数组函数的时间复杂度

Question

I wrote a function to find the position where the target value should be inserted in the given array. We assume the array has distinct values and is sorted in ascending order. My solution must be in O(log N) time complexity

public static int FindPosition(int[] A, int target) {


    int a = A.length / 2;
    System.out.println(a);
    int count = a;
    for (int i = a; i < A.length && A[i] < target; i++) {
        count++;
    }
    for (int i = a; i > A.length && A[i] > target; i--) {
        count++;
    }
    return count;
}

Does this code have complexity of O(log N)?

Answer 1

Short answer

No.

Longer answer

With increments of 1 in your indices, you cannot expect to have a better solution than O(n) .

If your algorithm works at all (I don't think it does), it looks like it would need O(n) steps.

Also, you say you assume that the array is sorted, but you sort it anyway. So your code is O(n*log(n)) .

What's more, trying to sort an already sorted array is the worst case for some sorting algorithms : it might even be O(n**2) .

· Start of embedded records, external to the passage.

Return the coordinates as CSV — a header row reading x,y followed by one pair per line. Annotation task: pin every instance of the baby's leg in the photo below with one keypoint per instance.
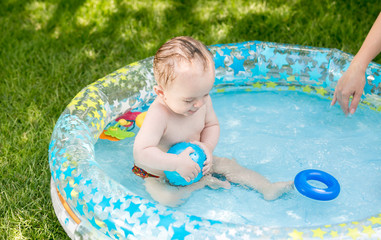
x,y
241,175
173,196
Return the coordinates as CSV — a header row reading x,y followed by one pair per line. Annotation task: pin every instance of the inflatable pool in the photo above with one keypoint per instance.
x,y
91,204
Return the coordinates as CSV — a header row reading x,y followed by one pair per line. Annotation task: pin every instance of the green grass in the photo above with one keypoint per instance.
x,y
50,50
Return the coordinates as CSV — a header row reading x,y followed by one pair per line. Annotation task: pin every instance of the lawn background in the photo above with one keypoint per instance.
x,y
50,50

You're looking for a binary search .

Answer 2

No it isn't nlogn

public static int FindPosition(int[] A, int target){
/*
Time taken to sort these elements would depend on how
sort function is implemented in java.  Arrays.sort has average 
time complexity of Ω(n log n), and worst case of O(n^2)
*/
Arrays.sort(A);


/*Time taken to run this loop = O(length of A) or O(N) 
where N = arraylength
*/

for(int i=a;i<A.length&&A[i]<target;i++){
    count++;
}
/*Time taken to run this loop = O(length of A) or O(N) 
where N = arraylength
*/
for(int i=a;i>A.length&&A[i]>target;i--){
    count++;
}
return count;
}

Now time complexity would be represented by the longest of above three, since assignments and all are done in constant time.

Thus making your complexity O(n^2) in worst case.